Right on the junction we spotted a couple of caribou, first time we have ever seen members of the Carcross herd.

 

We had plenty of time so we decided we would take a trip down the South Klondike to the BC border at Fraser and back (we would see a lot of that route on this trip).

 

Another moose was spotted just on the outskirts of Tagish and once we reached Carcross we turned north for a quick look at a frozen Emerald Lake, not so emerald on this occasion!

 

Then back to Carcross and a walk around a bit of the desert before completing the drive to Fraser and back. Lots of snow at higher elevations and frozen lakes. We spotted a couple of black bears along Tutshi lake, one of which was a little too friendly and appeared to be thinking of hitching a ride when we drove past it. The usual crop of Mountain goats was on the side of Mt Racine near the Yukon border sign.

 

At Carcross, we turned back onto the Tagish Road and spotted a grizzly bear a couple of miles outside of Tagish and the other usual crop of Mountain Goats on White Mountain along the Atlin road by Little Atlin Lake, which is actually prettybig!

 

A few more Caribou at the BC border and we arrived at Atlin around 3pm to be greeted by large flock of snow geese grazing outside our accommodation.

 

Things close early in Atlin (4pm) so we took a quick stroll then headed to the Mountain Shack for an early dinner. It was very good, simple but good, and satisfied we did a bit more exploring including a drive down towards the warm springs and Grotto before spending the evening with a beer watching the view across the lake.

 

Km driven: 716 km (448 miles)

Day 6 – Atlin to Haines Junction

We were up early again, woken by a power cut that fortunately was resolved quickly as it meant no light, no water no etc. We decided to get going and I made sure everybody else in Atlin was awake early when I set the alarm off on Scratch by mistake at 4am! As was a hummingbird on the hotel feeders.

 

We left at 5.00am and immediately noticed the TPMS was showing an issue with the rear right tire! It was not flat but had lost about 10psi overnight and it was not that cold. So, we called at the local gas station/garage services, but the pressure hose was not switched on and they did not open till 7am.

 

I did not think it was a puncture, but I had noticed that tire value had no dust cap and guessed the valve was full of dirt.So, we decided to risk it and pump it up when we got a chance…which was not to be at the other gas location just outside town or Jake’s Corner back at the Tagish Road turn. 

 

On route we had spotted a couple of foxes, three moose and rabbit but not the Grizzly sow and cubs we had heard the locals mention. And between Tagish and Carcross, where I knew there was an air hose, we saw a caribou and a coyote.

 

The tire had hardly lost any more pressure so I cleaned out the valve (no caps in the gas station shop) and pumped it up, hoping that was the end of it. We then headed north towards Whitehorse and then west on the Alcan towards Haines junction. 

 

On the way the spots were another fox and the wild horses.

 

We arrived at Haines Junction very early but were allowed to check into the Ravens Rest and then went to the Village Bakery to spend our $20 voucher (in lieu of breakfast at the hotel) on provisions. It was very good and would become a regular stop in the next two days!

 

Then we set off north on the Alcan to Kluane Lake and Destruction Bay. The Thechal Dhal Visitors Center was not open yet for the season, and there were no Dhal sheep in view on Sheep Mountain.

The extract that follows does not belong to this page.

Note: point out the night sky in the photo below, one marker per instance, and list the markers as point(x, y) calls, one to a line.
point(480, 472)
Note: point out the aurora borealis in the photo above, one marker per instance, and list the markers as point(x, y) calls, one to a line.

We turned round at Destruction Bay and returned the way we had come, stopping to investigate the beach for bears and other tracks and spotted a grizzly bear high up on the slopes of Mt Wallace and a moose on the way back.

 

We decided to have dinner at Mile 1016 Pub, (guess why it’scalled that?), and enjoyed a couple of burgers with Canada’s national dish, a salad and some very nice local beer. We also had a chat with a local, which started ok but took a bit of a bizarre turn when they brought up their opinions on Covid and Canada’s response!